According to the previous reports, hydrazine inhibition threshold for anammox activity was estimated on 32 mgN₂H₄ dm⁻³ [16]. In the experiment, hydrazine dosage to R1 resulted in more than eight times lower concentration than mentioned the toxicity level (3.7 mgN₂H₄ dm⁻³). As selected reagent dose was based on other reports, no inhibitory effect was observed neither in this study which confirms the previous results [18]. The presence of hydrazine should also affect the heterotrophic denitrification process [16]. However, in this study, both reactors were fed with reject water from dewatering sludge after mesophilic digestion process. The presence of easily biodegradable organic matter in this medium is very limited; furthermore, anammox process was preceded by partial nitritation reactor where all potential biodegradable compounds were oxidized. As denitrification was not observed before hydrazine addition started, no hydrazine impact on this process could be observed. Some reports suggest that the presence of hydrazine results in changes in anammox process stoichiometry affecting the NO₂-to-NH₄ ratio [18]. In that case, denitrification inhibition can be considered as one of potential explanations of such phenomenon. In this study, where no denitrification occurred, no such change could be observed. Observed NO₂-to-NH₄ ratio was stable and in R1 and R2 was 1.216 ± 0.09 and 1.223 ± 0.09, respectively.
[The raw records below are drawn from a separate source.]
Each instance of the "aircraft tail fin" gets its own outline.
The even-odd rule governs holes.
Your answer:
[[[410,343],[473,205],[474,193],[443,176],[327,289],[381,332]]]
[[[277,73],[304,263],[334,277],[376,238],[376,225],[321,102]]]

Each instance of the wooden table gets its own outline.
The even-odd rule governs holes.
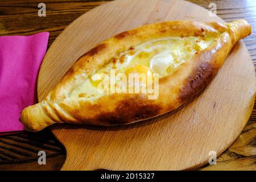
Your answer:
[[[253,34],[244,39],[256,66],[256,1],[189,0],[205,8],[217,5],[218,15],[226,22],[246,19]],[[77,17],[108,1],[1,0],[0,36],[50,32],[49,47],[65,27]],[[46,5],[46,16],[38,16],[38,5]],[[255,67],[256,68],[256,67]],[[239,106],[237,106],[239,107]],[[228,132],[228,131],[227,131]],[[47,164],[38,165],[39,151],[47,153]],[[0,170],[58,170],[65,160],[65,149],[47,129],[0,136]],[[201,170],[256,170],[256,105],[248,123],[236,142],[217,159],[217,165]]]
Growth rate of anammox bacteria in laboratory and pilot-scale plants treating non-synthetic medium varies from 0.003 to 0.004 h⁻¹ [4, 9]. Similar to other bacterial groups, also in case of anammox, growth rates estimated in pure cultures are higher than in mixed cultures. Reported growth rate values in pure cultures were higher, 0.005 h⁻¹ for Ca. J. caeni and 0.007 h⁻¹ for Ca. B. sinica and Ca. Scalindua sp. [5]. SAA measured in pure cultures of Ca. B. sinica reached 2 gN gVSS⁻¹ day⁻¹ which is significantly higher than that in this experiment [19]. SAA in R1 and R2 was 34.2% and 23.1% of the mentioned growth rate obtained in pure cultures. Anammox biomass reveals high capacity for attached growth [5]; thus, potential estimation of share of anammox biomass in the VSS fraction is impossible due to scale of the experimental reactor where biofilm removal from reactor and used equipment was not possible. That situation explained why NLR and NRR was growing with no change of TSS of biomass (Fig. 4). Participation Anammox biomass in sludge was small and growth of that organism was impossible to measured by regular TSS measurement method. For more accurate evaluation of hydrazine addition effect in a long-term experiment, an alternative method for anammox growth rate estimation must be used, similar to activated sludge procedure used in ASM models [20].

Fig. 4

TSS concentration in both reactors during the experiment

5 Conclusions

Selected hydrazine dose (3.7 mgN₂H₄ dm⁻³) had positive impact on the anammox process performance. Anammox process kinetics were boosted as reactor with reagent addition allowed to increase NLR from 0.051 ± 0.016 kgN·(m³ d)⁻¹ to 0.519 ± 0.049kgN (m³ d)⁻¹ within 36 days. Observed loading increasement was about 190% higher than in the reference reactor which is a spectacular result. At the end of the experiment, NRR in the chemically stimulated biomass was 0.432 ± 0.043 kgN (m³ d)⁻¹ which was ten times higher than observed during the initial phase. Contrary to the previous reports, no change in the process stoichiometry was observed after hydrazine addition (NO₂-to-NH₄ ratio 1.216 ± 0.09).

Results of the experiment clearly indicate that reagent addition can be a promising method of more efficient process start-up technique as observed NRR increase was much higher than in conventional anammox enrichment.